Em novembro de 2024, Taneska teve a missão de representar a física brasileira na NSBP Joint Conference, reaizada em Houston, no Texas. Em painel apresentou “Physics in Brazil: Profile and Diversity in Science”. Essa foi uma oportunidade de aproximar as físicas e os físicos negros brasileiros, norte-americanos e espânicos. De 3 a 5 de dezembro de 2025, em Salvador (BA), irá acontecer 1º Workshop de Físicas(os) Afrodescendentes Brasileiras(os) e Americanas(os) (WFA). Esse evento é um marco histórico que reunirá físicas e físicos negros diaspóricos para dialogar sobre pesquisas, formar redes e projetar ações futuras.
Atualmente, a JEDI abriu seleção de novos membros, no período de 07 a 24 de novembro, para pessoas interessadas em integrar a comissão. A JEDI trabalha transversalmente nas atividades da SBF, realiza encontros temáticos, participa de seleções e premiações. A finalidade é garantir espaço de diálogos e ações para a superação do racismo e de outras formas de exclusão.

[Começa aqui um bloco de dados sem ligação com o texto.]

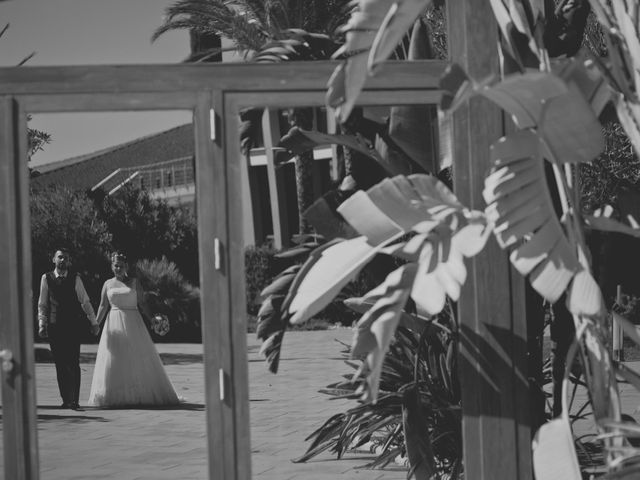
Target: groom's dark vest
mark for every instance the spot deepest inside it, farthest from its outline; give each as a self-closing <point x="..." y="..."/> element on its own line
<point x="64" y="308"/>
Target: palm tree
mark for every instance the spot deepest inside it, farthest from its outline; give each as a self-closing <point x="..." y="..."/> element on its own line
<point x="267" y="31"/>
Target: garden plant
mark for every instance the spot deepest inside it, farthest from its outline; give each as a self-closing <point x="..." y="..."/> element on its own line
<point x="555" y="107"/>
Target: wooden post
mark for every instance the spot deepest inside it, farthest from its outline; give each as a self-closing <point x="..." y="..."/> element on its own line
<point x="336" y="172"/>
<point x="277" y="184"/>
<point x="492" y="309"/>
<point x="616" y="331"/>
<point x="19" y="416"/>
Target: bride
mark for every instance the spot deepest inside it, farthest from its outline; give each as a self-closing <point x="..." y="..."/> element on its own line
<point x="128" y="369"/>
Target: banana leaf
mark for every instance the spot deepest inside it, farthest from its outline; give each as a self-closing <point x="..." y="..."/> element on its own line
<point x="326" y="271"/>
<point x="546" y="256"/>
<point x="376" y="328"/>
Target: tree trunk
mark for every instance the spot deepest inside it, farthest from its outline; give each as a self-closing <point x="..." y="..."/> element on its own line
<point x="303" y="118"/>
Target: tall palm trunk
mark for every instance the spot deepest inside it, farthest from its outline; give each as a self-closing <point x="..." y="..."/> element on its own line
<point x="303" y="118"/>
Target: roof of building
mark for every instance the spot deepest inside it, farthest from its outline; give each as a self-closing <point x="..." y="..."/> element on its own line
<point x="85" y="171"/>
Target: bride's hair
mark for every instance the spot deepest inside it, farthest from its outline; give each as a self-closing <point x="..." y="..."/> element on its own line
<point x="118" y="256"/>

“Eu quero ver mais pessoas negras entrando (nas ciências exatas), permanecendo e liderando na ciência brasileira. Para isso, considero essenciais programas de apoio estudantil, redes de mentoria, financiamento específico para grupos sub-representados e políticas institucionais que assegurem protagonismo e não apenas presença. Meu compromisso é contribuir para que jovens negros encontrem portas abertas na ciência, com caminhos mais justos e resultados que transformem comunidades e o país”, afirma Trindade.

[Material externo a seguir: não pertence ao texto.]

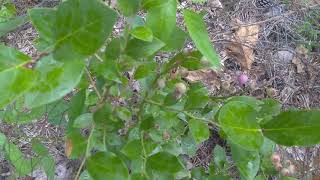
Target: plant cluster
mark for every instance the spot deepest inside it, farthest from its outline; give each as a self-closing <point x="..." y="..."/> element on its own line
<point x="145" y="133"/>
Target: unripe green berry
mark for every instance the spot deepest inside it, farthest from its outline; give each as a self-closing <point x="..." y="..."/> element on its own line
<point x="285" y="172"/>
<point x="180" y="88"/>
<point x="161" y="83"/>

“Na academia, o racismo se manifesta principalmente de forma velada: dúvidas constantes sobre a competência, critérios subjetivos de avaliação e barreiras ocultas para a ocupação de espaços de liderança. É indispensável reconhecer que essa estrutura desigual existe e que precisa ser combatida com políticas contínuas, formação antirracista, transparência em processos de progressão na carreira e valorização efetiva da diversidade. O objetivo é que pesquisadores negros não precisem provar o tempo todo que merecem estar onde estão, que possam exercer seu trabalho com dignidade e oportunidades iguais”, afirma o cientista da USP.
Um canto de afirmação
A Semana da Consciência Negra não basta para discutir o tema, que deveria ser debatido o ano todo, o que tem sido feito graças ao JEDI. E essa luta ecoa um sonho antigo e importante, com representatividade forte também na arte: um evento marcante ocorreu na noite de 22 de novembro de 1981, em plena Ditadura Militar. Milton Nascimento e setores progressistas da Igreja Católica realizaram na Praça do Carmo, no Centro do Recife, a “Missa dos Quilombos”, que virou disco em 1982, com a fusão dos tambores e melodias que penetram fundo na alma.
Organizada por Dom Hélder Câmara, arcebispo de Olinda e Recife, a missa reuniu mais de 6 mil católicos progressistas, com a participação do poeta Pedro Tierra, no mesmo lugar onde a cabeça do líder quilombola Zumbi dos Palmares foi exibida depois de sua execução, em 20 de novembro de 1695.
Em discurso corajoso e inspirador, Dom Helder Câmara evocou a defesa dos negros, lembrando também que seus problemas estão ligados a todos os problemas da humanidade, na música “Marcha Final (De Banzo e Esperança) / Invocação à Mariama”, que antecede ao ápice da canção “Pai Grande”. Ele defendeu ainda, de forma emocionante, o fim da “maldita produção de armas” e um mundo sem escravos, mas de irmãos. Que a chama da vela dessa reza nunca se apague para que a igualdade racial e econômica e a paz se tornem uma realidade no País e no mundo.